Here's How To Save Money On Your Mortgage

By Kathleen Burch


It is understandable that the top priority of most home buyers who are looking for mortgage is to get the lowest monthly payment. But an even better idea is to look at how much it's going to cost you over the long term, in both interest payments and fees. You can save a significant amount over the years by looking at these costs.

You may already have a mortgage, but even so there are still a number of strategies you can use to reduce the total amount of interest you'll pay. What most of these do is accelerate the speed with which you repay the loan and so your long-term interest costs will be reduced.

If you want to reduce the long-term cost of your mortgage, then here are several ways you can do so.

Try to compare offers It always pays to get offers from several lenders when you're shopping for a mortgage. Did you know that offers can vary substantially? Especially if your credit is considered sub-prime, you shouldn't accept a high-interest rate mortgage without looking for a better offer.

Don't forget the fees The fees or points lenders add onto the deal is one factor that increases the cost of your mortgage. Look at these carefully, and don't be reluctant to challenge fees that seem too high.

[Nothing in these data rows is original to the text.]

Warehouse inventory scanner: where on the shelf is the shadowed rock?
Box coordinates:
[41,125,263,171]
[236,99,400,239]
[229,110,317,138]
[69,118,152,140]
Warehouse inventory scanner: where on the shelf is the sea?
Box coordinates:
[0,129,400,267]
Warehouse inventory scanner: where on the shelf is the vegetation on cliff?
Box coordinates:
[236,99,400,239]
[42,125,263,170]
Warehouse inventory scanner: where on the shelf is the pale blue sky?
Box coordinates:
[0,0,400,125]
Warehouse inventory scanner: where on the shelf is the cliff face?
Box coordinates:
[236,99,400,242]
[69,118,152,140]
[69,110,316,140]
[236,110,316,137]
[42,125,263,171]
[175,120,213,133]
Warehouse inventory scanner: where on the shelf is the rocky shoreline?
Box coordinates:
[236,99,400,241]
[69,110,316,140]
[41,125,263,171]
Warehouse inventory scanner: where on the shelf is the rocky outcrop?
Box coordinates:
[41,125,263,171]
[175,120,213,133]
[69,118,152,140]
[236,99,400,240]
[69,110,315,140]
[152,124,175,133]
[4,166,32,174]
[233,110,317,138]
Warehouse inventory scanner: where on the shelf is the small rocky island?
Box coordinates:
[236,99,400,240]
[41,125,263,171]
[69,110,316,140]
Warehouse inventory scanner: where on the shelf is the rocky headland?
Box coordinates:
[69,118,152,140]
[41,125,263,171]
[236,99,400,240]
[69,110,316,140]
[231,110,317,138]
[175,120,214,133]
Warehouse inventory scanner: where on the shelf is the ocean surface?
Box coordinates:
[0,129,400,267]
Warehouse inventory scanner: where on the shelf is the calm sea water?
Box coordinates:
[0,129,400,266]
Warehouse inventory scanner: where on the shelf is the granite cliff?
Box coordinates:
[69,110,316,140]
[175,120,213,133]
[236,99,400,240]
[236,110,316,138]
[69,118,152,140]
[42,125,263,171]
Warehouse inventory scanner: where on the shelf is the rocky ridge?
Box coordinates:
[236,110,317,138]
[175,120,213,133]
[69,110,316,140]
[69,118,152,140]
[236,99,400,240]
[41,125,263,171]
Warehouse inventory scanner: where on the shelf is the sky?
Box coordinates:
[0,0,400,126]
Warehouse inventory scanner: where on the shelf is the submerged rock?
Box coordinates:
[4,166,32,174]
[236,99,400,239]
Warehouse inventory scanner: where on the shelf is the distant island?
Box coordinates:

To compare offers, you can use the annual percentage rate (APR), which includes both the interest rate and the fees.

Shorten the term If being in the house for some time is what you intend to do, then your interest costs can be lowered substantially by choosing a shorter mortgage term. Not only will this enable you to save significantly over the life of the loan, but you will also increase your monthly payment. Aside from that, it may also enable you to get a reduced rate on the mortgage. For instance, if you choose a 15-year term at 5.75 percent versus a 30-year term at 6 percent, then you can save $66,364 over the life of a $100,000 mortgage.

Pay bi-weekly Instead of paying your mortgage every month, you should consider paying every two weeks. The difference is hardly noticeable, but this can cut the amount of interest you pay since your principal decreases more steadily. And, since there are 26 two-week periods in the year, you actually make an extra monthly payment each year, further shrinking the principal.

Cutting the PMI Having a down payment that is less than 20 percent of the house price would mean that you may be required to take out PMI or private mortgage insurance. However, once your mortgage principal decreases to 80 percent of the home's value, you can petition your lender to cancel the insurance. This may happen after you've repaid some of the principal, or if the home's value rises quickly. While savings should make the expense worthwhile, you may have to have the house reappraised.